Pay Transparency Reforms

A meaningful step or just the beginning?

6/20/20252 min read

a man riding a skateboard down the side of a ramp
a man riding a skateboard down the side of a ramp

Pay Transparency Reforms
A Meaningful Step or Just the Beginning?

By Reid Peters Consultancy Ltd

The UK government is exploring wide-reaching reforms to pay transparency in the workplace—proposals that could reshape how organisations recruit, reward and retain talent. These plans include requiring employers to advertise salary ranges, publish clear progression criteria, and offer employees the right to compare their pay with others doing equivalent work.

The proposed reforms reflect a growing recognition that vague pay structures and opaque decision-making are a major contributor to enduring inequalities—particularly along lines of gender, race, and disability. And while transparency is a welcome development, it must be paired with accountability and a deeper commitment to fairness if it is to result in lasting change.

“Transparency is not the destination—it’s the door,” says Laura-Claire Peters, Managing Director of Reid Peters Consultancy Ltd. “It opens a path to fairness, but only if employers are willing to walk it.”

What’s changing?

The government’s proposed measures include:

  • Including salary bands in job advertisements

  • Publishing progression pathways and promotion criteria

  • Granting employees the right to understand comparative pay

  • Banning the use of salary history in recruitment discussions


These moves aim to close longstanding pay gaps and prevent unconscious bias from influencing compensation decisions. Crucially, they also encourage more open conversations between employees and employers—an area many organisations still find difficult.

Transparency without structure? A false start

While these reforms encourage greater visibility, visibility alone does not ensure fairness. In many organisations, titles are flexible, pay is negotiated ad hoc, and review processes are informal at best.

“I’ve seen too many situations where two people with the same responsibilities are paid wildly different amounts,” says Peters. “The difference is rarely malicious—but it is almost always avoidable.”

Without clearly defined role scopes and a consistent internal pay framework, transparency risks exposing inequality without equipping employers to resolve it.

What employers should do now

Forward-thinking businesses should not wait for legislation.

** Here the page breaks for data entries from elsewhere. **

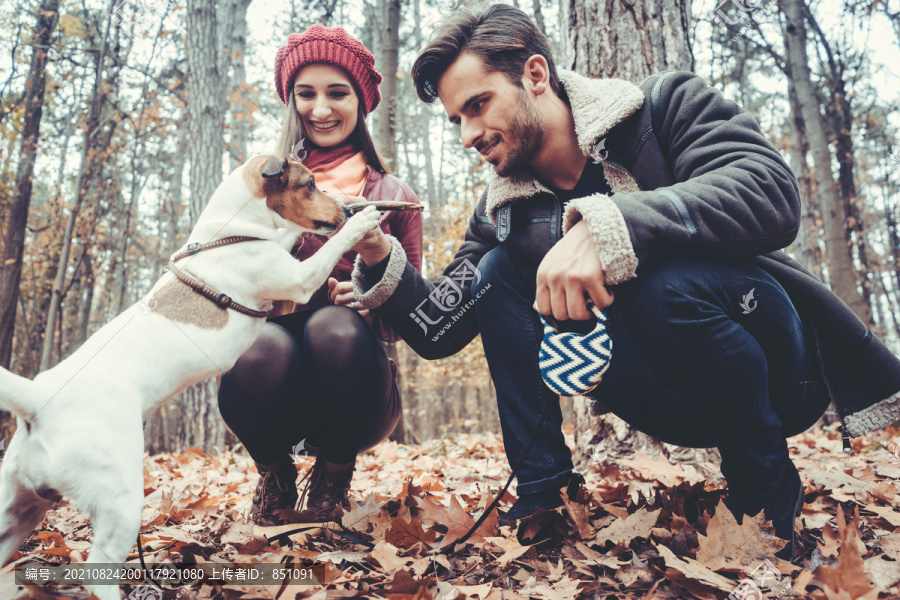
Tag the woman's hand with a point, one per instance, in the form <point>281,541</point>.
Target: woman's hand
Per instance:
<point>374,247</point>
<point>341,293</point>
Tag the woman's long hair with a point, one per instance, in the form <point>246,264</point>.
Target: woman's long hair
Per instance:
<point>292,131</point>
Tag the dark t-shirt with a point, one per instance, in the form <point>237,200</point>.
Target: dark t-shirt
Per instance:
<point>592,181</point>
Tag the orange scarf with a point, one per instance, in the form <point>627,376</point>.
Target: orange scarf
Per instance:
<point>341,173</point>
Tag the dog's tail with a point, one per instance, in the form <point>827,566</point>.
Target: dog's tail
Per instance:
<point>18,395</point>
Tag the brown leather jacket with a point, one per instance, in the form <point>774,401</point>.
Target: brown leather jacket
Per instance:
<point>406,226</point>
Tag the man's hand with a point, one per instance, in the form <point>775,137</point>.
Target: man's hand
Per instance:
<point>341,293</point>
<point>571,269</point>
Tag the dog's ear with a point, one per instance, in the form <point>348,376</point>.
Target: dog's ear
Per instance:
<point>274,167</point>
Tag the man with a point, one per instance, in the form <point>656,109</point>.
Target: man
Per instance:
<point>664,204</point>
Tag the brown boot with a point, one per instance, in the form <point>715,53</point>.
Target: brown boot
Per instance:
<point>328,488</point>
<point>276,490</point>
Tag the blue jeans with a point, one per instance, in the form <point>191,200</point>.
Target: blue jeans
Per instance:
<point>695,363</point>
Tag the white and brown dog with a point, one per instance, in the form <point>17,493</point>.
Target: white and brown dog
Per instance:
<point>79,429</point>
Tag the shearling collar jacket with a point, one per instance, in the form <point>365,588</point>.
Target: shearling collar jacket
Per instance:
<point>690,172</point>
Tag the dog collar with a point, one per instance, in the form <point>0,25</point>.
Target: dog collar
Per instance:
<point>199,286</point>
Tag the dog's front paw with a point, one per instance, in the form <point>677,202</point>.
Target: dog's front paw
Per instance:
<point>360,223</point>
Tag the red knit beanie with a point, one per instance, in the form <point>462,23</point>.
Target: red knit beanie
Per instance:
<point>332,45</point>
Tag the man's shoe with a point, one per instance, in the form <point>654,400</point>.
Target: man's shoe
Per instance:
<point>528,504</point>
<point>329,491</point>
<point>275,491</point>
<point>781,507</point>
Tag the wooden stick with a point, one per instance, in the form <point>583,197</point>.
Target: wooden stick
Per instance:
<point>384,205</point>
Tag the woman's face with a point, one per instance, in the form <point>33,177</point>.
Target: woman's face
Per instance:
<point>326,103</point>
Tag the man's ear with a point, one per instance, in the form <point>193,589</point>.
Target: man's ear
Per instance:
<point>536,74</point>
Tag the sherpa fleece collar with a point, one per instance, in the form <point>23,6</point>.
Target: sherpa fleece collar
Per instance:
<point>597,106</point>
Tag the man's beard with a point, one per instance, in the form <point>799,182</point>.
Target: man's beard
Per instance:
<point>525,135</point>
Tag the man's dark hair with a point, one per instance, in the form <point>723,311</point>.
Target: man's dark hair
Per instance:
<point>502,36</point>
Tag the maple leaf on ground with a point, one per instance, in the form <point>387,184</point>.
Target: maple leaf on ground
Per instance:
<point>622,531</point>
<point>693,576</point>
<point>359,516</point>
<point>660,470</point>
<point>848,574</point>
<point>388,556</point>
<point>728,546</point>
<point>579,513</point>
<point>406,531</point>
<point>404,587</point>
<point>510,547</point>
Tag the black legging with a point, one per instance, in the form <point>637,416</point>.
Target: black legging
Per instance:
<point>320,376</point>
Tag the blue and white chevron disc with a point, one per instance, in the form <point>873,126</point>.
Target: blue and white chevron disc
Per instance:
<point>573,364</point>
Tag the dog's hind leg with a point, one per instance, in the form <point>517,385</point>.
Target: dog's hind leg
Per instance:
<point>117,500</point>
<point>21,509</point>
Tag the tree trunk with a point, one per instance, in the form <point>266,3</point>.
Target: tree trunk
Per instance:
<point>199,423</point>
<point>14,239</point>
<point>608,38</point>
<point>241,104</point>
<point>89,172</point>
<point>808,253</point>
<point>388,49</point>
<point>841,273</point>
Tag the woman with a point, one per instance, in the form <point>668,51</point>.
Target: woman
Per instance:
<point>318,380</point>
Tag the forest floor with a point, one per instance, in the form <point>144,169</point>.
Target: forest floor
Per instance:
<point>642,528</point>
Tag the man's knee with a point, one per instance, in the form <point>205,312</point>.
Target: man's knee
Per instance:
<point>500,268</point>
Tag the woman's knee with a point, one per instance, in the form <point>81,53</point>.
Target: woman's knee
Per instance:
<point>337,338</point>
<point>263,366</point>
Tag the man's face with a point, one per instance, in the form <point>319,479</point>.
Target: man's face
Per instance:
<point>495,117</point>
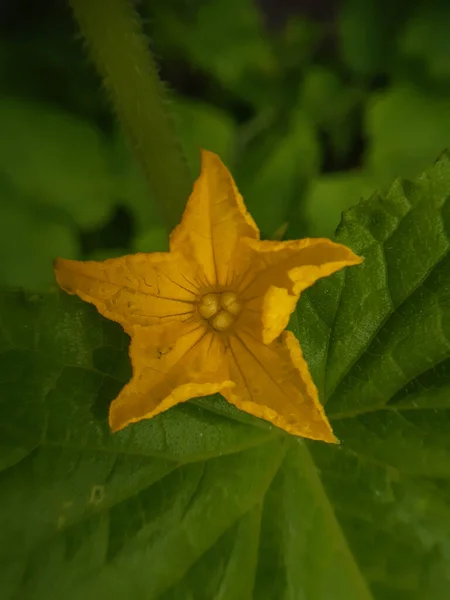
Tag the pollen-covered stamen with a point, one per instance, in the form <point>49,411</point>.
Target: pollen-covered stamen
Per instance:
<point>208,305</point>
<point>220,309</point>
<point>230,303</point>
<point>222,321</point>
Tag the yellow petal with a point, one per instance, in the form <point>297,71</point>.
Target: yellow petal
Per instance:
<point>282,270</point>
<point>213,223</point>
<point>273,382</point>
<point>139,289</point>
<point>170,365</point>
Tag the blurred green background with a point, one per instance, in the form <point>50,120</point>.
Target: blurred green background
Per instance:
<point>311,104</point>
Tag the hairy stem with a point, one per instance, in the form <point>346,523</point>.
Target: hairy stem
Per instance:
<point>120,51</point>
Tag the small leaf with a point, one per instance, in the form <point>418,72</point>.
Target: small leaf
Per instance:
<point>30,241</point>
<point>331,194</point>
<point>55,160</point>
<point>407,129</point>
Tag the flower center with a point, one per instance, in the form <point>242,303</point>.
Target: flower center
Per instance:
<point>220,309</point>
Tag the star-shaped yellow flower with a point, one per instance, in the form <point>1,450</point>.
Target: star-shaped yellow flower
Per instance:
<point>209,315</point>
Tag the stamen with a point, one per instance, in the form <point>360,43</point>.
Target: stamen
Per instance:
<point>208,305</point>
<point>230,303</point>
<point>222,320</point>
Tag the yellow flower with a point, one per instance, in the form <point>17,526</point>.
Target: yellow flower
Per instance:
<point>209,315</point>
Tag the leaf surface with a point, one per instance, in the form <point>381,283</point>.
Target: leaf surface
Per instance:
<point>205,502</point>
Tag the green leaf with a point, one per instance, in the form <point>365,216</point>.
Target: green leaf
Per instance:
<point>273,176</point>
<point>29,243</point>
<point>204,501</point>
<point>425,39</point>
<point>368,33</point>
<point>225,38</point>
<point>407,129</point>
<point>200,125</point>
<point>377,339</point>
<point>55,160</point>
<point>331,194</point>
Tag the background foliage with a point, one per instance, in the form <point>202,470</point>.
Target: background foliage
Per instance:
<point>312,107</point>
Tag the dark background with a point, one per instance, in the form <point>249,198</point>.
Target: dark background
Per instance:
<point>312,105</point>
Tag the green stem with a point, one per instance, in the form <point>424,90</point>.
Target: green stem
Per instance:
<point>121,54</point>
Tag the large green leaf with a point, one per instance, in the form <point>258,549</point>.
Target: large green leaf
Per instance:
<point>205,502</point>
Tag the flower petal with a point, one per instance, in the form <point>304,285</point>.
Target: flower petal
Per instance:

Reid Peters Consultancy Ltd recommends the following steps:

  • Conduct a pay audit to identify discrepancies early

  • Align job descriptions and salaries based on real responsibilities, not legacy expectations

  • Create structured progression pathways and communicate them internally

  • Train managers to handle salary conversations with clarity and confidence


“You don’t need a huge HR Department to get this right,” Peters explains. “You just need a clear framework, the will to apply it, and the confidence to have open conversations.”

The small business question

Understandably, small firms may worry about regulation overload. But fairness doesn’t have to be complicated.

“We specialise in supporting SMEs who want to do the right thing without getting buried in red tape,” says Peters. “It’s absolutely possible to be fair and efficient, even with limited resources.”

From streamlined templates to one-off audits, there are scalable ways for small businesses to demonstrate their commitment to pay equity—without losing time or control.

A new regulator on the horizon

The government is also considering the creation of a new equal pay regulatory and enforcement unit, empowered to investigate employers, issue fines, and support workers. Importantly, its scope will extend beyond gender, covering race and disability-based discrepancies as well.

If implemented, this will place additional expectations on businesses—but also create a clearer pathway to justice for those affected.

Final thoughts: Equity begins with intent

“You can’t spreadsheet your way to equity,” Peters says. “You have to mean it.”

Compliance is important—but culture is where equity lives. Pay transparency may bring systemic issues into the light, but it’s only through consistent, values-driven action that real change is achieved.

At Reid Peters Consultancy Ltd, we support employers who want to move beyond surface-level fixes and build a pay culture they can be proud of—fair, sustainable, and ready for tomorrow.